5806 Archieroy

Discovery
- Discovered by: E. Bowell
- Discovery site: Lowell Obs.
- Discovery date: 11 January 1986

Designations
- Named after: Archie Roy (astrophysicist)
- Alternative designations: 1986 AG_{1} · 1987 QQ_{9}
- Minor planet category: main-belt · (inner) Hungaria

Orbital characteristics
- Epoch 4 September 2017 (JD 2458000.5)
- Uncertainty parameter 0
- Observation arc: 62.83 yr (22,948 days)
- Aphelion: 2.0347 AU
- Perihelion: 1.8908 AU
- Semi-major axis: 1.9628 AU
- Eccentricity: 0.0367
- Orbital period (sidereal): 2.75 yr (1,004 days)
- Mean anomaly: 257.13°
- Mean motion: 0° 21^{m} 30.24^{s} / day
- Inclination: 20.816°
- Longitude of ascending node: 300.87°
- Argument of perihelion: 97.285°

Physical characteristics
- Dimensions: 5.75±1.02 km 6.34±1.34 km 6.38 km (calculated) 6.785±0.224 km
- Synodic rotation period: 12.16±0.01 h 12.1602±0.0005 h 12.163±0.001 h 12.187±0.003 h
- Geometric albedo: 0.19±0.10 0.291±0.063 0.3 (assumed) 0.37±0.18
- Spectral type: E · V
- Absolute magnitude (H): 12.80 · 12.9 · 13.53

= 5806 Archieroy =

Hungaria asteroid

5806 Archieroy, provisional designation , is a stony Hungaria asteroid from the inner regions of the asteroid belt, approximately 6 kilometers in diameter. It was discovered on 11 January 1986, by American astronomer Edward Bowell at Lowell's Anderson Mesa Station near Flagstaff, Arizona. It is named after Scottish astrophysicist Archie Roy.

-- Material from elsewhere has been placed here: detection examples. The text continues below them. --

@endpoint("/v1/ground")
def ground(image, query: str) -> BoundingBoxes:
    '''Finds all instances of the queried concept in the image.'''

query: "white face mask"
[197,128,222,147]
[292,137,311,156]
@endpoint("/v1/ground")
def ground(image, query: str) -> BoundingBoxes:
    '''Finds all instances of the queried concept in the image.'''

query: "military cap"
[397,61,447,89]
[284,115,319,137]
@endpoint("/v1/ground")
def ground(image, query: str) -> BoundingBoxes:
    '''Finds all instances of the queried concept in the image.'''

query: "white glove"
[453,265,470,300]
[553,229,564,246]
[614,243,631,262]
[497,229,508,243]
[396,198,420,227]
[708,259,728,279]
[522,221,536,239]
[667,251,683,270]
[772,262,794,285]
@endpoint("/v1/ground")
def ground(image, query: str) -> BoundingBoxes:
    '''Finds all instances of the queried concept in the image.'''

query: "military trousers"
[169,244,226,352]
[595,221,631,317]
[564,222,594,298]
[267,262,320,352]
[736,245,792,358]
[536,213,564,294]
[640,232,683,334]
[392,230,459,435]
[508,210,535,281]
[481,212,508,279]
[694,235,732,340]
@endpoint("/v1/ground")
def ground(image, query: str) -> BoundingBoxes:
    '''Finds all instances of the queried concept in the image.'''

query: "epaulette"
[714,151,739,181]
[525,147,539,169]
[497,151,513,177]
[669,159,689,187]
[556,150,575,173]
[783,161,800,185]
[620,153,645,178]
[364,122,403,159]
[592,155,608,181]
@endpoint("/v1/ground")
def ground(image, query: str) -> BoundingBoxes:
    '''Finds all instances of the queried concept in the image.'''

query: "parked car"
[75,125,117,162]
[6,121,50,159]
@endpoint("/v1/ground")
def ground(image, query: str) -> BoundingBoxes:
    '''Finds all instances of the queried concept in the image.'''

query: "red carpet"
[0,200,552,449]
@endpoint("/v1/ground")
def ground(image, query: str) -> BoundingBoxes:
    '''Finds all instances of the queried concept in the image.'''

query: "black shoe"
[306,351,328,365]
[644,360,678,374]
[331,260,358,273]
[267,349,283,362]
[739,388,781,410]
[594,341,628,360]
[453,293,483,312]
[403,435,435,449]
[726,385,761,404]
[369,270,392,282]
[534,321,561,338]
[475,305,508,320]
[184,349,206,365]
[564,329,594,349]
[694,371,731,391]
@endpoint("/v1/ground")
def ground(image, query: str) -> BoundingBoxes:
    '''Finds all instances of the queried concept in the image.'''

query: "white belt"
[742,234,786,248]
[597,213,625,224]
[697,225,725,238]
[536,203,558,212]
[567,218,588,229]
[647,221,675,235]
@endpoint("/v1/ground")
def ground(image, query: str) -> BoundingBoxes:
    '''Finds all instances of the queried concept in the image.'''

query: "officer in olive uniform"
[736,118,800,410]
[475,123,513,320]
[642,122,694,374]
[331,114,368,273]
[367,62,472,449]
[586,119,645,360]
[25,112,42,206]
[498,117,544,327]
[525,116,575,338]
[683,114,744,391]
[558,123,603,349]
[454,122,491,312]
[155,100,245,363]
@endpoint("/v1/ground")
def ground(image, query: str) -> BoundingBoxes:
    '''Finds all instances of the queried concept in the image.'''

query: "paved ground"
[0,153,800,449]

== Classification and orbit ==

The bright E-type asteroid, alternatively classified as a V-type, is a member of the Hungaria family, which form the innermost dense concentration of asteroids in the Solar System. It orbits the Sun in the inner main-belt at a distance of 1.9–2.0 AU once every 2 years and 9 months (1,004 days). Its orbit has an eccentricity of 0.04 and an inclination of 21° with respect to the ecliptic. A first precovery was taken at Palomar Observatory in 1954, extending the asteroid's observation arc by 32 years prior to its official discovery observation at Anderson Mesa.

== Lightcurve ==

Between 2004 and 2015, several rotational lightcurves of Archieroy have been obtained from photometric observations by American astronomers Brian Warner at his Palmer Divide Observatory, Colorado, and Robert Stephens at the Center for Solar System Studies, California. Lightcurve analysis gave a well-defined rotation period between 12.16 and 12.187 hours with a high brightness variation of 0.34 to 0.47 magnitude (U=3-/3/3/3).

== Diameter and albedo ==

According to the survey carried out by NASA's Wide-field Infrared Survey Explorer with its subsequent NEOWISE mission, Archieroy measures between 5.75 and 6.78 kilometers in diameter, and its surface has an albedo between 0.19 and 0.37, while the Collaborative Asteroid Lightcurve Link assumes an albedo of 0.30 – a compromise value between 0.4 and 0.2, corresponding to the Hungaria asteroids both as family and orbital group – and calculates a diameter of 6.38 kilometers, with an absolute magnitude of 12.9.

== Naming ==

This minor planet was named after Scottish astrophysicist and celestial mechanician Archie Roy (1924–2012), who was a Fellow of the Royal Society of Edinburgh, the Royal Astronomical Society, and the British Interplanetary Society, as well as the president of the Society for Psychical Research and professor at Glasgow University. His research included the restricted and general three-body problems, high-order Taylor series and the long-term stability of and the orbital resonances in the Solar System. He has also authored and published several textbooks and novels. The approved naming citation was published by the Minor Planet Center on 19 October 1994 (M.P.C. 24123).